Munich/Hinwil, 3 March 2006. The big day is fast approaching: the Formula One World Championship season is about to take off - and with it the new BMW Sauber F1 Team. Drivers Nick Heidfeld (GER), Jacques Villeneuve (CAN) and Robert Kubica (POL), who as test and reserve driver will be at the wheel of the third BMW Sauber F1.06 in free practice on Fridays, are all poised in the starting blocks.

BMW had announced a major shift in its Formula One involvement on 22 June 2005. 262 days later, on Sunday, 12 March 2006, the first BMW-run Formula One team will celebrate its premiere.

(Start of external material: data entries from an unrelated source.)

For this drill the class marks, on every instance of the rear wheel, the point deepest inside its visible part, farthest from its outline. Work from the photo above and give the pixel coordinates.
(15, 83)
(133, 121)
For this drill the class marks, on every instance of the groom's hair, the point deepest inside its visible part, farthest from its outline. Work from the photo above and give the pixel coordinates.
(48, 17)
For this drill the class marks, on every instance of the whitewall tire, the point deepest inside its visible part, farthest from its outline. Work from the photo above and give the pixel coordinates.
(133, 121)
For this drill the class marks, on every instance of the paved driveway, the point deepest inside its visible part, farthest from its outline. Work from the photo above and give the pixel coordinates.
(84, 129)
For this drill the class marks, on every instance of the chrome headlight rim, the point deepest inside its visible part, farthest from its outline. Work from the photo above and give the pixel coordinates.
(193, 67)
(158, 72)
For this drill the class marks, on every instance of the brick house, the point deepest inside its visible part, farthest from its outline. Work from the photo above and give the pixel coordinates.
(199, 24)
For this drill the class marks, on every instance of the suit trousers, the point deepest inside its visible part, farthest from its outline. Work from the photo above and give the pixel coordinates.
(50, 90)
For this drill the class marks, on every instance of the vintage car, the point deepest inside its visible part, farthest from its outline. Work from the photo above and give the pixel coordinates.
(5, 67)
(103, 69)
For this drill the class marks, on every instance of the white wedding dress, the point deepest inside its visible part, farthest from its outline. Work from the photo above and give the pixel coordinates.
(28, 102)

17 January saw the roll-out in Valencia of the first BMW Sauber F1.06 powered by a BMW P86 V8 engine. Since 8 February, the second new chassis has been undergoing testing. The BMW Sauber F1.06 has completed 20 days of testing in Barcelona, Imola, Jerez and Valencia. All three drivers have piloted the new car, clocking a total of 9,950 test kilometres.

*Nick Heidfeld: *
"Bahrain is hosting the curtain-raiser for the first time. That's something very special, and I think it will be reflected in the atmosphere of the event. They say ticket sales are high. What's special about the circuit is quite simply that it's in the desert. It means the track surface is always very sandy and dirty at the start, which results in very little grip. Lap times only improve gradually. Record temperatures such as the 42 Celsius we had last year are probably not on the cards for 2006, so the race won't be quite such a strain.

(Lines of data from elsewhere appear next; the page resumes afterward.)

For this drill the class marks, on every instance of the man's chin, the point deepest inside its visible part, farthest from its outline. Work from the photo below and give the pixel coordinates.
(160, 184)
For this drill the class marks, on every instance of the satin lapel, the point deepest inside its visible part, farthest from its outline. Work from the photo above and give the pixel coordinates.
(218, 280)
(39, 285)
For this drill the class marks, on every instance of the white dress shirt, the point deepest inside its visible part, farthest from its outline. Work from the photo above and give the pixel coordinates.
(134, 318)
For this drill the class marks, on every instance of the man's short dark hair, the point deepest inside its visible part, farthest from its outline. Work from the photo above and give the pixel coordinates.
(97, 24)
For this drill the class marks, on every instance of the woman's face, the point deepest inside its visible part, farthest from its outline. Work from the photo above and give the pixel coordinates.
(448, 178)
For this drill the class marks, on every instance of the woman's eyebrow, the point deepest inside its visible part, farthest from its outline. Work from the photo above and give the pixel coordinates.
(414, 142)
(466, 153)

The Bahrain circuit is an average to high-speed track. It demands high aerodynamic efficiency and a good engine for the long straight. We did a lot of testing over the winter and I feel pretty confident. I'm desperately looking forward to my first race after a long gap and I can't wait to see what the competition is like. It's hard to make any predictions, but my guess is that Renault and Honda will be in the lead to start with, possibly followed by McLaren and Ferrari, and then a group of closely bunched teams. We will probably be in with that group."

*Jacques Villeneuve:*
"Bahrain is one of the hottest races of the year, and on top of that the first race is always the hardest one physically. So for sure it will be tough for the drivers and for the cars. Some teams have been testing on the Bahrain track recently, which means that they will have a big advantage. The track itself is fun and not too physical muscularly. We will cope with the heat, we are ready for that.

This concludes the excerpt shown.